Blood stage or erythrocytic schizogony
Merozoites use the apicomplexan invasion organelles (apical complex,
pellicle and surface coat) to recognize and enter the host erythrocyte
(red blood cell). The parasite first binds to the erythrocyte in a
random orientation. It then reorients such that the apical complex is
in proximity to the erythrocyte membrane. The parasite forms a
parasitophorous vacuole, to allow for its development inside the
erythrocyte. This infection cycle occurs in a highly synchronous
fashion, with roughly all of the parasites throughout the blood in the
same stage of development. This precise clocking mechanism has been
shown to be dependent on the human host's own circadian rhythm.

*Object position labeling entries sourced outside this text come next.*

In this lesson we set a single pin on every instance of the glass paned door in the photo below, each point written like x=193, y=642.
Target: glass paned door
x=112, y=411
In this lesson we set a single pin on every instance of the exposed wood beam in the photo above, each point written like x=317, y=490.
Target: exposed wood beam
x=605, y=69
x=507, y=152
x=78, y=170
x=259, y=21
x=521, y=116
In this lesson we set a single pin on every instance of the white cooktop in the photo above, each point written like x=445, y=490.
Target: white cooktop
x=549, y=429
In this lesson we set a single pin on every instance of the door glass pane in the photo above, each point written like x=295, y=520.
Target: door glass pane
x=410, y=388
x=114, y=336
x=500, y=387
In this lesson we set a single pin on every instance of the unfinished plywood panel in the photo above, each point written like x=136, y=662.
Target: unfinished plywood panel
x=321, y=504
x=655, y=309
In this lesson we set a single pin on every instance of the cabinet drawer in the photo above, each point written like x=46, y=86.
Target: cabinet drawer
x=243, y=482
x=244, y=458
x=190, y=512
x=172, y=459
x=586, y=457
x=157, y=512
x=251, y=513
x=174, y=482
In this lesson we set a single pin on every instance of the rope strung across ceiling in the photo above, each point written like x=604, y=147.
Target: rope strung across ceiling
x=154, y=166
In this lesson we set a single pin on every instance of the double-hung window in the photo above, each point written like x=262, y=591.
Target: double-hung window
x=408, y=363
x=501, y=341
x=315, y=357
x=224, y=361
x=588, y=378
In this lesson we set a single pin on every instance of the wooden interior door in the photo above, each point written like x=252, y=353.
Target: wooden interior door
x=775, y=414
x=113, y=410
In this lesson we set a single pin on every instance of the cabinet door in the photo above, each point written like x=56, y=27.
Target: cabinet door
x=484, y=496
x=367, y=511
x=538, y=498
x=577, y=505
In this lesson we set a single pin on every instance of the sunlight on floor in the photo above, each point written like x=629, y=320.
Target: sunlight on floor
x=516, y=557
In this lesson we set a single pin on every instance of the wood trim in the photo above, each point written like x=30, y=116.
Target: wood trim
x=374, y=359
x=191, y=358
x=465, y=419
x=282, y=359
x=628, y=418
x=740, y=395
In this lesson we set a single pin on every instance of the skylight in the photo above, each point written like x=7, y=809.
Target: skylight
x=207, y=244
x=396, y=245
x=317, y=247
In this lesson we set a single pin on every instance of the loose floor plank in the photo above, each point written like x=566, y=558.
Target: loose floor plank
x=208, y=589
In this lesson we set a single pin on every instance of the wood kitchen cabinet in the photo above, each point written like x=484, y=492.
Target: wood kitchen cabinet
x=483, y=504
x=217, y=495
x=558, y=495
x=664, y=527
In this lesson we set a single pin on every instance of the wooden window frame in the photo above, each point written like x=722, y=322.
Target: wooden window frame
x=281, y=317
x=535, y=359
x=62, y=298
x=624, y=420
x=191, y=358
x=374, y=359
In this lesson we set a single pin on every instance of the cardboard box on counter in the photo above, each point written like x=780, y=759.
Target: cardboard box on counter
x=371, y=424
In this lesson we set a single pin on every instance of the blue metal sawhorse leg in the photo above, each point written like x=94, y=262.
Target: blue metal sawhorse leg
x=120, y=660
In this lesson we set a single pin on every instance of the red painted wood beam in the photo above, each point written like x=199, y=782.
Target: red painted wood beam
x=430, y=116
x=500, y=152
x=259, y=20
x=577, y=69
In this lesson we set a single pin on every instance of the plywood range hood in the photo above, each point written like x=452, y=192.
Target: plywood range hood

Within the erythrocyte, the parasite metabolism depends on the
digestion of hemoglobin. The clinical symptoms of malaria such as
fever, anemia, and neurological disorder are produced during the blood
The parasite can also alter the morphology of the erythrocyte, causing
knobs on the erythrocyte membrane. Infected erythrocytes are often
sequestered in various human tissues or organs, such as the heart,
liver and brain. This is caused by parasite-derived cell surface
proteins being present on the erythrocyte membrane, and it is these
proteins that bind to receptors on human cells. Sequestration in the
brain causes cerebral malaria, a very severe form of the disease,
which increases the victim's likelihood of death.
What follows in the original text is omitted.